Turkey’s Culture and Tourism Minister Mehmet Nuri Ersoy said Greece recently returned 1,055 ancient coins smuggled from Turkey during the first Turkey-Greece Culture Forum in Cappadocia earlier this month. The coins had been seized by Greek authorities in 2025 and identified as having been illegally removed from Turkey, according to a June 6 statement from the Turkish Culture and Tourism Ministry. The whole affair unfolded through ministries, forums, and official ceremonies, with ordinary people nowhere in the frame except as the public whose history gets managed by state institutions.

Who Controls the Past

Ersoy said the forum was formed to “strengthen cultural bridges between the two societies.” Greek Culture Minister Lina Mendoni was also present at the forum. The visit included a trip to the Tokali (Buckle) Church in Cappadocia, where the two ministers were able to “examine our cultural heritage sites” and review the status of the restoration work being done there, Ersoy said in a post to X/Twitter. The language is all about stewardship from above: ministers touring sites, ministries issuing statements, and heritage treated as a diplomatic asset to be handled by officials.

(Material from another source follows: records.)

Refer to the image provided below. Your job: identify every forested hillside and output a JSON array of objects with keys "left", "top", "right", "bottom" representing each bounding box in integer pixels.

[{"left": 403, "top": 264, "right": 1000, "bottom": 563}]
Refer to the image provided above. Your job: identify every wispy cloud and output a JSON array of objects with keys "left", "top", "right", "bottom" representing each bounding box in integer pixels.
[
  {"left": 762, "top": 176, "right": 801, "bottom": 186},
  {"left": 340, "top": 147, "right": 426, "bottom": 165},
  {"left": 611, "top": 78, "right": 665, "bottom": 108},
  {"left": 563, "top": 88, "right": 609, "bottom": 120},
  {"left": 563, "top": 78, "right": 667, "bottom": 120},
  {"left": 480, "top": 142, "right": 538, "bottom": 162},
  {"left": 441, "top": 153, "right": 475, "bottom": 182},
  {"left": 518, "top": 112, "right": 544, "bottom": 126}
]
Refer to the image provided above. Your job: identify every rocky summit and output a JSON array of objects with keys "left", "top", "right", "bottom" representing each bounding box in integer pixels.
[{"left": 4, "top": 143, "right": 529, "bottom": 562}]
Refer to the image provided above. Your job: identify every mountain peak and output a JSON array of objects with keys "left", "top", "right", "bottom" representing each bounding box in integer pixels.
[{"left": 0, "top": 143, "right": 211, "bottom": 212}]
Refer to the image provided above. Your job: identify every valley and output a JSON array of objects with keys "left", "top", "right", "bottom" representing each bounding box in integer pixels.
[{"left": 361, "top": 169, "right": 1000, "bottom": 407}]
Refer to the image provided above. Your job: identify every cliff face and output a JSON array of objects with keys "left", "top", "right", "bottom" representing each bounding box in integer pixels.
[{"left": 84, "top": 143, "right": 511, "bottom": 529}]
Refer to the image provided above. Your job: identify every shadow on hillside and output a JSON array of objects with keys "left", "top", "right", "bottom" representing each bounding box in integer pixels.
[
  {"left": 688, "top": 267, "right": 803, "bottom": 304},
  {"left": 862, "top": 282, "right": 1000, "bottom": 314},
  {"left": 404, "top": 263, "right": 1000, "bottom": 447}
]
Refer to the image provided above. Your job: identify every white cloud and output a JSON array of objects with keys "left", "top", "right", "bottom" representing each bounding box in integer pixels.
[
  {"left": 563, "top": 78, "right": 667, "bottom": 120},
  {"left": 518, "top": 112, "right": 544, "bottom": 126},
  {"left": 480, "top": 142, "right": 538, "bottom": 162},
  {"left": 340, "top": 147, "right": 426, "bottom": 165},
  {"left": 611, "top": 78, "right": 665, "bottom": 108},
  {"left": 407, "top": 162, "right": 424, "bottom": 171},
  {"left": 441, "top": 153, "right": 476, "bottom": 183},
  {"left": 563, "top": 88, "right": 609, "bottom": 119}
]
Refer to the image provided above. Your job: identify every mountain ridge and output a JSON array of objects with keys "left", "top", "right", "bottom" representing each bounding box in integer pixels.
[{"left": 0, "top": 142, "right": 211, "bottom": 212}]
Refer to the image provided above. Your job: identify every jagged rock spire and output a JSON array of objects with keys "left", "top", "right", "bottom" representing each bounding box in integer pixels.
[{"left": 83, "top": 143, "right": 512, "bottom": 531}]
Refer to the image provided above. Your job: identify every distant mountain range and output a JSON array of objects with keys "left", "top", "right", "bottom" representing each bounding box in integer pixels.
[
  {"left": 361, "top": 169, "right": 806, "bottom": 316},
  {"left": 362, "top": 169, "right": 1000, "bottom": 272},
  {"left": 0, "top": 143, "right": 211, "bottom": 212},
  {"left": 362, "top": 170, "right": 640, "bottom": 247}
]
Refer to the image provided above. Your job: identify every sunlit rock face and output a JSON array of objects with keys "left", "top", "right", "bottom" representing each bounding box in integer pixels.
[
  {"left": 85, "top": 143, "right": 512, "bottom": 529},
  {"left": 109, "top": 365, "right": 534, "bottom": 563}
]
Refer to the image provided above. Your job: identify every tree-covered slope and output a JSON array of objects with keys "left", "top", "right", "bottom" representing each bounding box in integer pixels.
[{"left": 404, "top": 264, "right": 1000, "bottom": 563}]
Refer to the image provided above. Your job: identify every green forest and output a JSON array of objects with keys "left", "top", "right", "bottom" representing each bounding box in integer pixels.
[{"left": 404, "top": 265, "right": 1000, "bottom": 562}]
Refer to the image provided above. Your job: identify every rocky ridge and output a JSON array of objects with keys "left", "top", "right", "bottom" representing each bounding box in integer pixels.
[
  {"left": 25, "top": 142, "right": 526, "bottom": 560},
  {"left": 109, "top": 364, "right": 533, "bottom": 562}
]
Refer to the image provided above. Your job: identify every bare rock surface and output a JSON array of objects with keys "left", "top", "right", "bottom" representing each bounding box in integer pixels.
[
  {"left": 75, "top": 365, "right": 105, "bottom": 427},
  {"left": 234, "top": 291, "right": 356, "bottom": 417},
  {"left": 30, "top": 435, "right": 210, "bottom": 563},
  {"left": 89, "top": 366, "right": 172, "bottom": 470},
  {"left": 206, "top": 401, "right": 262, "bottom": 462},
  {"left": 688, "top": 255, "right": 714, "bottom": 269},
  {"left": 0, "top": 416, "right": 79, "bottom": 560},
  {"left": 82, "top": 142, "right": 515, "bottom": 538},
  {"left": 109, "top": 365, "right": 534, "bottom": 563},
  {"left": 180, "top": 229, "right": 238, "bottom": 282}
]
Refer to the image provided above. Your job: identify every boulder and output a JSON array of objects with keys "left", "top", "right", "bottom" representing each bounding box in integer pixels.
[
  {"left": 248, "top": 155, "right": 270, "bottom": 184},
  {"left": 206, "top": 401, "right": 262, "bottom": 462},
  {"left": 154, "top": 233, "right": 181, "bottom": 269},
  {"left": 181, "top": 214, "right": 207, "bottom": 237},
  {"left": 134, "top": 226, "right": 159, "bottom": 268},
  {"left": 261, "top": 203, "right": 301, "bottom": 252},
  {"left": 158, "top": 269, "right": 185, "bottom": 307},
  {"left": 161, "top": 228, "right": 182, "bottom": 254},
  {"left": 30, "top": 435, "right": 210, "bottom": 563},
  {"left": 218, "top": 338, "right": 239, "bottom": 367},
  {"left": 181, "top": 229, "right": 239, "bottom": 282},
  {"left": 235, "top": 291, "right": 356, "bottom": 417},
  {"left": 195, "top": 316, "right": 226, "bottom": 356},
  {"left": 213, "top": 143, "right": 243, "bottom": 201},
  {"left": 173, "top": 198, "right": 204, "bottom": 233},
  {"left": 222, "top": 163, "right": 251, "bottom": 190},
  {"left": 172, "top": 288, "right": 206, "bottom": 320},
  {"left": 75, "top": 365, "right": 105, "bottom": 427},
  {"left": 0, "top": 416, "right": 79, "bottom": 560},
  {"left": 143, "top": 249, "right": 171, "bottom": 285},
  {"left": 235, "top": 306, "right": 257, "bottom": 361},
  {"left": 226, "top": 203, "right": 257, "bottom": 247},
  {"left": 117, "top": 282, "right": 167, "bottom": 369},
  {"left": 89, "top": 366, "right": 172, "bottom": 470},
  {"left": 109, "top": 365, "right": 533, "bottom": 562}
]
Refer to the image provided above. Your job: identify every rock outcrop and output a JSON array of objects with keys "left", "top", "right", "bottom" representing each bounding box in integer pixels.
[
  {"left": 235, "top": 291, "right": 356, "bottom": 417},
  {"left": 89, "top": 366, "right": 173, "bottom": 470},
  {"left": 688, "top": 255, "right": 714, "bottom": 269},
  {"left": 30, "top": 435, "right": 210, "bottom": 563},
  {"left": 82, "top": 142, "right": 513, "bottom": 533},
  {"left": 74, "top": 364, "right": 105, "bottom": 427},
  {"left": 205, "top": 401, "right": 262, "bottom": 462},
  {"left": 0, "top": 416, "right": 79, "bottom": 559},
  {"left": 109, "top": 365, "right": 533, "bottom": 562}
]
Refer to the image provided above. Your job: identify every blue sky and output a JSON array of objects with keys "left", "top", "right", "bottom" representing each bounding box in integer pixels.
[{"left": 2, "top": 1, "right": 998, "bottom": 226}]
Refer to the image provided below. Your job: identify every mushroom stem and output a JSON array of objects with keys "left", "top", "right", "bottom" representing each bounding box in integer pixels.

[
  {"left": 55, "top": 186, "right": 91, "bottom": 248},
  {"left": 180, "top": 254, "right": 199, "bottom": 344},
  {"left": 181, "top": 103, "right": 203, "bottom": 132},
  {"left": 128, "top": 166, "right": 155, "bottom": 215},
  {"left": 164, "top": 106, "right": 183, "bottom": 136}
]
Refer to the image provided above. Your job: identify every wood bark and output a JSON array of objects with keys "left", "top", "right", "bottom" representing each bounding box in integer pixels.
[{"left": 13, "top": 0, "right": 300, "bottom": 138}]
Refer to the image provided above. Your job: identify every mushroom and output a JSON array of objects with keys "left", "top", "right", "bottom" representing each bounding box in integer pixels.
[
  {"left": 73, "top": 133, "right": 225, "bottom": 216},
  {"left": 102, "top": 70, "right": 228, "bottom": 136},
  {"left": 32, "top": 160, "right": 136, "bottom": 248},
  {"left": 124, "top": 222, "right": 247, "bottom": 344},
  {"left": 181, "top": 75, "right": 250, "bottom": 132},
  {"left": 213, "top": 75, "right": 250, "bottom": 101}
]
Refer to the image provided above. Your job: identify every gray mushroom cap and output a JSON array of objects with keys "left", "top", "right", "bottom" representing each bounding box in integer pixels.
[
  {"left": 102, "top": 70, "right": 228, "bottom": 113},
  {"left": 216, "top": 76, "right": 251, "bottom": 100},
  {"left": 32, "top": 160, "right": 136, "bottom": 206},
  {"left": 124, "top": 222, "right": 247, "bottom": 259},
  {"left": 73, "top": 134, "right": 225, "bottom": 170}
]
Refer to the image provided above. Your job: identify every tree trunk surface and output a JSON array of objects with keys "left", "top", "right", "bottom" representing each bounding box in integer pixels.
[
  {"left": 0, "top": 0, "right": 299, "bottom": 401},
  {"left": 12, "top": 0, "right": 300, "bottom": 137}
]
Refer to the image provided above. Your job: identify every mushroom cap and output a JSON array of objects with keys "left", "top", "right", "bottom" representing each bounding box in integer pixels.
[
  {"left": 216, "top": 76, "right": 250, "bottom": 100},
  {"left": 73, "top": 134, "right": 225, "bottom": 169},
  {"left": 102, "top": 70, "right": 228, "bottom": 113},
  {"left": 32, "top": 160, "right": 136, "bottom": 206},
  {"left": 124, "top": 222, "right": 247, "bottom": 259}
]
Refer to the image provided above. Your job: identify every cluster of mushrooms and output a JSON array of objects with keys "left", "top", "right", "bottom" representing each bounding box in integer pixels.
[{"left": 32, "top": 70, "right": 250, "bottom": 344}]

Mendoni said at the ceremony that the launch of the first Greece-Turkey Cultural Forum in Cappadocia, “a place of unique historical and cultural significance, where peoples, traditions, religions and civilizations have met for centuries, leaving an extremely dense and multi-layered imprint on the history of the wider region, lends special symbolism to our meeting today.” She said, “Culture is not just another area of bilateral cooperation. It is perhaps the deepest and most enduring field of communication between our societies.”

What They Call Cooperation

Mendoni also said, “History has brought our two peoples together for centuries, creating interactions, exchanges, shared experiences and mutual influences that have been imprinted in memory, art, architecture, language and the very cities and landscapes of the Eastern Mediterranean.” She added, “Its protection is not only a national obligation. It is a universal responsibility. It is an act of respect for historical memory and future generations.” The ceremony wrapped the language of universal responsibility around a process still controlled by state actors, with the public asked to admire the symbolism while the institutions decide what gets protected, returned, displayed, or negotiated.

The two ministers held several talks regarding future cooperation between the two countries in the field of culture and the fight against antiquities trafficking. Ersoy reaffirmed Turkey’s commitment to supporting Greece in its fight to return the Parthenon Statues from the United Kingdom, as well as any resolutions spearheaded by Greece regarding the return of artifacts to their home countries. He said Turkey’s support reflects the importance the country places on preserving cultural heritage within its historical and cultural context.

The Official Line on Heritage

Ersoy said combatting the illegal trafficking of antiquities “would be a gain not only for both countries but for humanity's shared memory and the scientific world as a whole.” That is the language of the apparatus: heritage framed as diplomacy, memory framed as a shared asset, and the movement of objects handled through state channels after seizure, identification, and formal return.

The return of the 1,055 coins came after Greek authorities seized them in 2025 and identified them as having been illegally removed from Turkey, according to the Turkish ministry’s June 6 statement. The forum in Cappadocia, held earlier this month, provided the stage for the handover and for the ministers’ talks about future cooperation. The facts are plain enough: the states seized, identified, negotiated, and ceremonially returned the coins, while presenting the process as a bridge between societies rather than a reminder of who gets to control cultural property in the first place.